Just wanted to share what I consider some cool and applicable technology my family uses for watching movies we consider need some "taming". I'm sure quite a few of you have heard of ClearPlay players/membership, but as an owner of one for over 5 years, I thought I'd share my thoughts.

ClearPlay essentially sells you a modified DVD player with 1080p potential upconvert (it's actually an HDDVD player...I keep pestering them to create a BD and streaming media solution :rant that has the capability to use filtering files ClearPlay creates for movies. More on the filtering further on. You can buy the player by itself or with a membership (monthly or annual) or a membership alone. The membership cost is reasonable, I think, considering the number of movies we watch, and they usually have some kind of deal going on. Obviously they push getting an annual membership, and they pass on a bit of a savings for doing so.

The player itself is nothing spectacular, and unfortunately for those of us who want the best video and sound quality there is no word whether a BD player is in the works. It's apparent they picked the wrong side of the HDDVD vs BD battle, because they touted to me the ability to do full HD with HDDVDs (Whaaa? I don't have any of those, and no one makes them anymore!). For outputs there are HDMI, composite, and component.

I didn't kid myself that I was going for sound/video quality with ClearPlay, and that wasn't my reason for it either.

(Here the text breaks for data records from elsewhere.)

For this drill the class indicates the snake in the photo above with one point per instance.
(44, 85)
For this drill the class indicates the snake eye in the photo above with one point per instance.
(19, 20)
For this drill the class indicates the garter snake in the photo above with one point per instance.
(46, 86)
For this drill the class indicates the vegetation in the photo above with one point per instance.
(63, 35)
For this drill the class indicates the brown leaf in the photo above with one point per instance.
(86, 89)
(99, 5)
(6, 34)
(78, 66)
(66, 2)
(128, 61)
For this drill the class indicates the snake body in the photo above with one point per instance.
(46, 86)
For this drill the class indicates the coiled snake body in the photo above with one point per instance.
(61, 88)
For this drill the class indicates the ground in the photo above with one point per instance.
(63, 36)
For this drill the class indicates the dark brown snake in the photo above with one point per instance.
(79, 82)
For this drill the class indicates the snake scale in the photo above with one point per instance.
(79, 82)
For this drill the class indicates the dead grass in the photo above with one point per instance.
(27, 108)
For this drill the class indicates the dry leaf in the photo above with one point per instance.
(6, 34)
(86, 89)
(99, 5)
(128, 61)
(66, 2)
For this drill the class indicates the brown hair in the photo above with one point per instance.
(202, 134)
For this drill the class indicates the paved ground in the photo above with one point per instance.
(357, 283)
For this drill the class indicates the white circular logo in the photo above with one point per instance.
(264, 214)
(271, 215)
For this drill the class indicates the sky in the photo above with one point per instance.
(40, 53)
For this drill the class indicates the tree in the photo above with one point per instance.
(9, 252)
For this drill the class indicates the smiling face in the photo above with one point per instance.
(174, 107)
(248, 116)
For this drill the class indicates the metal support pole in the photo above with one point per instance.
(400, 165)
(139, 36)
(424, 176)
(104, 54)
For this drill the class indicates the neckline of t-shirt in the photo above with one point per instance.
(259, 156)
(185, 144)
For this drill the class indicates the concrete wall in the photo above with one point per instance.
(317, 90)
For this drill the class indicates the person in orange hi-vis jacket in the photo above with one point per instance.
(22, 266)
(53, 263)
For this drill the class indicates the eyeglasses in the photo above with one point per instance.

The cool part of ClearPlay is it's ability to filter objectionable content from movies through filter files and parameters you set such as language, nudity, violence, drug use, etc. Some of the parameters are a little goofy, like "dishonoring parents", but you can adjust each one to a filtering level of "None", "Least", or "Most". 

With your membership you get access to unlimited filters (they are pretty good about getting filters for new movie releases within a week) you download onto a USB thumbdrive and plug into the player while watching a movie.

I personally don't enjoy hearing crude language or the Lord's name taken in vain, nor do I want sensuality or extreme violence in my home. The filtering isn't perfect, let me get that out of the way. Sometimes it can be downright annoying having a not-so-seamless viewing experience. However, the majority of the time the filtering is done very well and it is apparent that the ClearPlay technicians took great care to get the cuts, sound, and jumps the best they could to take out the objectionable content while leaving as much of the storyline intact.

So if you like the idea of keeping movie content at a level of language, violence, etc. you are comfortable with in your home, and don't mind sacrificing some video/sound quality as well as maybe missing a few minutes of a movie, I would suggest taking a look at ClearPlay.


----------